Te dejé de querer… ¡Sí y qué! -La innombrable-


Al mejor estilo de la canción de Rubén Blades, en la cual el borracho dobló por el callejón, el destino publicitario es como aquella prostituta que, además de estar sin pesos con qué comer, se encuentra con un verdugo que le arrebata el último rastro de dignidad y - a puñal limpio - la esencia misma de su estructura… “La felicidad”: un sentimiento que me gustaría tener en mi tipoteca de experiencias, porque desde mi oficio creativo sé cómo hacértelo sentir, pero como individuo no tengo idea siquiera de su definición.

Para el creador de la serie “Mad men”, Matthew Weiner, la felicidad es “oler un auto nuevo, es estar libre de miedos, es un enorme cartel junto a la carretera que afirma a gritos que hagas lo que hagas está bien, que estás en lo correcto”. Considero esta definición acertada como herramienta de industrialización cultural, pero su validez se diluye cuando el consumidor llega a su hogar, observa la compra y siente ese ligero viento de “La Rosa de Guadalupe” indicándole la insensatez del gasto realizado y activando el sinsabor depresivo de la felicidad efímera que queda en los pensamientos negativos del tipo “Insideout”. Es decir: la sensación biológica y química de su cuerpo será igual a la que produce la frase “solo vendemos productos Postobón”.

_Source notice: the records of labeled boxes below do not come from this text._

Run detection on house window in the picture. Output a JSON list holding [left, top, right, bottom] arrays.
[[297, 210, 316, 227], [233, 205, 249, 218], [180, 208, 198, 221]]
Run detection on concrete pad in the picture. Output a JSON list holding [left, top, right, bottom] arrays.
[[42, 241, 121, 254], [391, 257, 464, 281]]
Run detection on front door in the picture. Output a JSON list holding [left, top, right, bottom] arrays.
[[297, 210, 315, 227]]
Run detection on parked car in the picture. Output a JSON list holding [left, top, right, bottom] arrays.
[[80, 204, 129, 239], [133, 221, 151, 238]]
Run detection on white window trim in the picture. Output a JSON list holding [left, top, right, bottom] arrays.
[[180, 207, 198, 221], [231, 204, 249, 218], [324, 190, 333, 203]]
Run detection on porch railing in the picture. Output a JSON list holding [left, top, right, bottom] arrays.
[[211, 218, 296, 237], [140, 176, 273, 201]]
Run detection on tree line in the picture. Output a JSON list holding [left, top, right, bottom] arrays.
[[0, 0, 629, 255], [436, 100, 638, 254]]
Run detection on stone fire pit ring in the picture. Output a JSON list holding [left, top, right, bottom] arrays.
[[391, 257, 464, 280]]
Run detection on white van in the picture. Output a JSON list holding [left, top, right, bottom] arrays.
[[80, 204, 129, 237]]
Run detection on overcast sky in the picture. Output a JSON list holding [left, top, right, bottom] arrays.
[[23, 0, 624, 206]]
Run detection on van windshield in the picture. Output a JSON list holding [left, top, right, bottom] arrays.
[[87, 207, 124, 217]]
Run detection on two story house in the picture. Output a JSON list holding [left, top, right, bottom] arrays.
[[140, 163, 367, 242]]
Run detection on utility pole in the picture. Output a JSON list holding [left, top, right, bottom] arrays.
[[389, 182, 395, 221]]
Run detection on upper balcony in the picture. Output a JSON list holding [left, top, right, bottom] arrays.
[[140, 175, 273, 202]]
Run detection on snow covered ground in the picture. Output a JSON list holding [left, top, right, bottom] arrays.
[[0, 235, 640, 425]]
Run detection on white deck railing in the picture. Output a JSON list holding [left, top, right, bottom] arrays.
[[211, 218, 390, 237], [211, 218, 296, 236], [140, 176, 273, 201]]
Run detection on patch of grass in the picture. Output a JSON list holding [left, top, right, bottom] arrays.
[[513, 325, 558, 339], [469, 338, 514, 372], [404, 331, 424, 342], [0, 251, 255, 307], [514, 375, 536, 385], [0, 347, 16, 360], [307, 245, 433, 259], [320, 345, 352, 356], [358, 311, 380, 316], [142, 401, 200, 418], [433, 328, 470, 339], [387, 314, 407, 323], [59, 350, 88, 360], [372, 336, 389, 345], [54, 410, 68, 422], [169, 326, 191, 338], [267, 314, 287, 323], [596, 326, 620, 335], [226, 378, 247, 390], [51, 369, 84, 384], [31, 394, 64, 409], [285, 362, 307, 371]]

El verdugo de esta historia, quien lleva el tumbao de los guapos al caminar, anduvo durante 10 años utilizando su puñal ético sin ningún tipo de compasión y destruyó felicidades bajo la ilusoria necesidad del comercio y del consumo desmedido, sin tener en cuenta el impacto económico y el desequilibrio socio cultural que día a día propagaba.

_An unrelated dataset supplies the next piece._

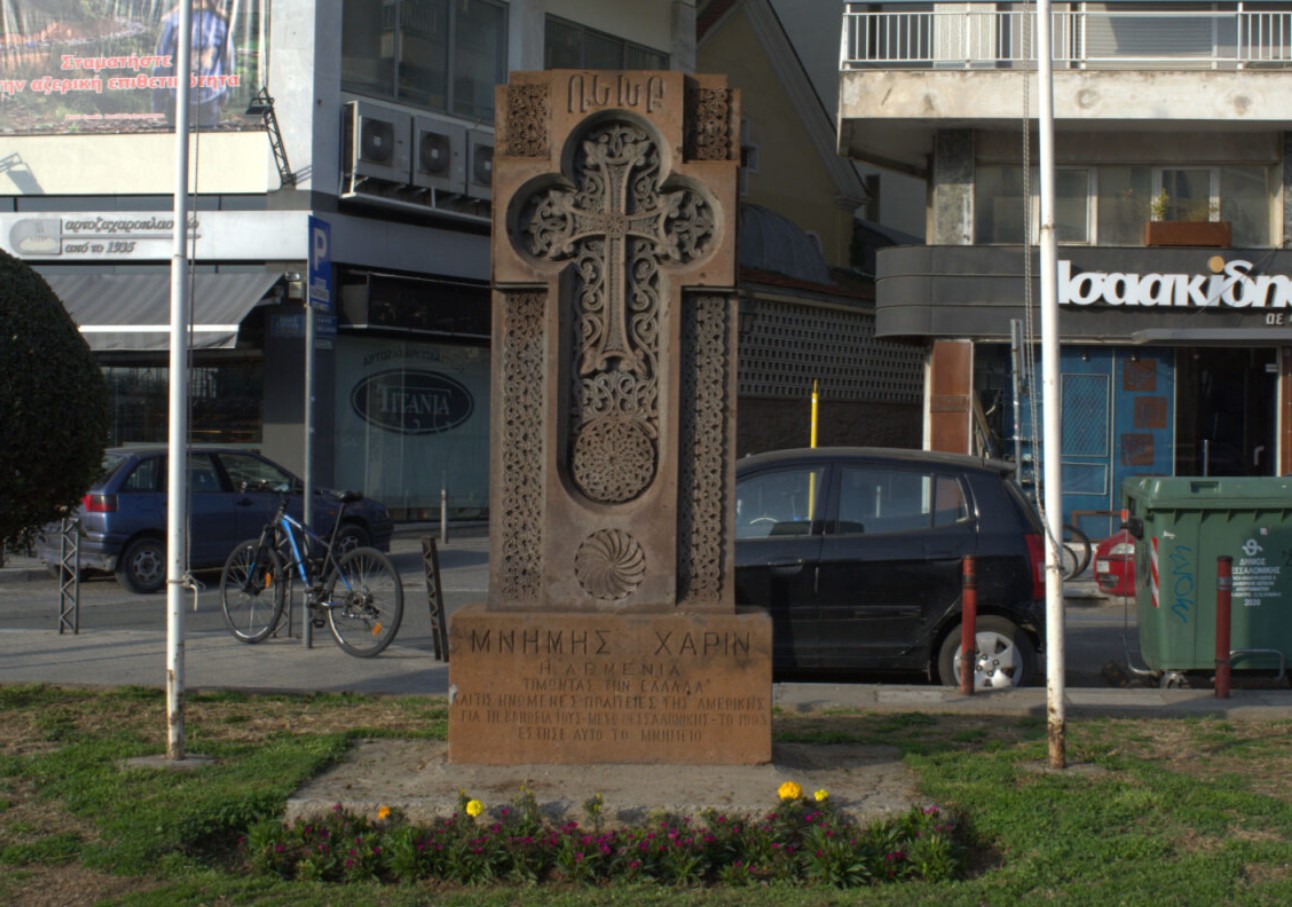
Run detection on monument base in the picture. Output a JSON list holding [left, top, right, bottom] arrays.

Este perverso personaje presenta a la publicidad como un arma dotada de divinidad, inmortalidad y prepotencia. La publicidad es como Dios: no tiene una imagen definida (o intente a manera de ejercicio capcioso personificarla en una ilustración); como todopoderoso maneja una premisa similar a la presentada en la película Devil´s Advocate (sólo cambie la palabra “Dios” por “publicidad”): “A Dios le gusta observar, es un bromista, dota al hombre de instintos, les da esta extraordinaria virtud y ¿qué hace luego? Los utiliza para pasárselo en grande, para reírse de ellos, para ver como quebrantan las reglas. Él dispone las reglas y el tablero y es un auténtico tramposo: mira pero no toques; toca pero no pruebes; prueba pero no saborees. Y mientras nos lleva como marionetas de un lado a otro ¿qué hace Él? Se descojona ¡se parte el culo de risa!”. Éste villano se encargó de convertir a la publicidad en un titiritero que jugaba con los intereses y prioridades de la Humanidad; la presentó como una profesión manipuladora, llena de mentiras y culpable de los altos índices de frustraciones y depresiones contemporáneas.

Durante 10 años el verdadero titiritero ha contado la historia desde la versión de Caperucita pero, llegado el momento del lobo, todo tendrá un giro interesante para el lector. Con el transcurrir de esta década la publicidad dio lo mejor de sí, día a día fue la piel que cubrió todas las estrategias comerciales y consumistas del capitalismo, moldeó sus prioridades y estructuró su personalidad a tal punto que perdió su existencialismo creativo y se adentro en la lucha del centavo publicitario, la cual finalizó en mensajes efímeros sin ningún tipo de construcción o aporte alrededor de la cultura local. Como experiencia le queda la frase “da lo mejor de ti y espera siempre lo peor”.

Y ¿qué es lo peor? Lo peor es que, después de tanta fidelidad, amor y sacrificios incondicionales, su verdugo Pedro Navajas hoy le diga a la publicidad “te dejé de querer… ¡Sí y qué!” … Que su imagen sea destruida al punto de ser una palabra vetada en los congresos que antes se vanagloriaban con sus logros y que sea solo recordada, mencionada y amada con grandeza y admiración por su consorte: la Academia.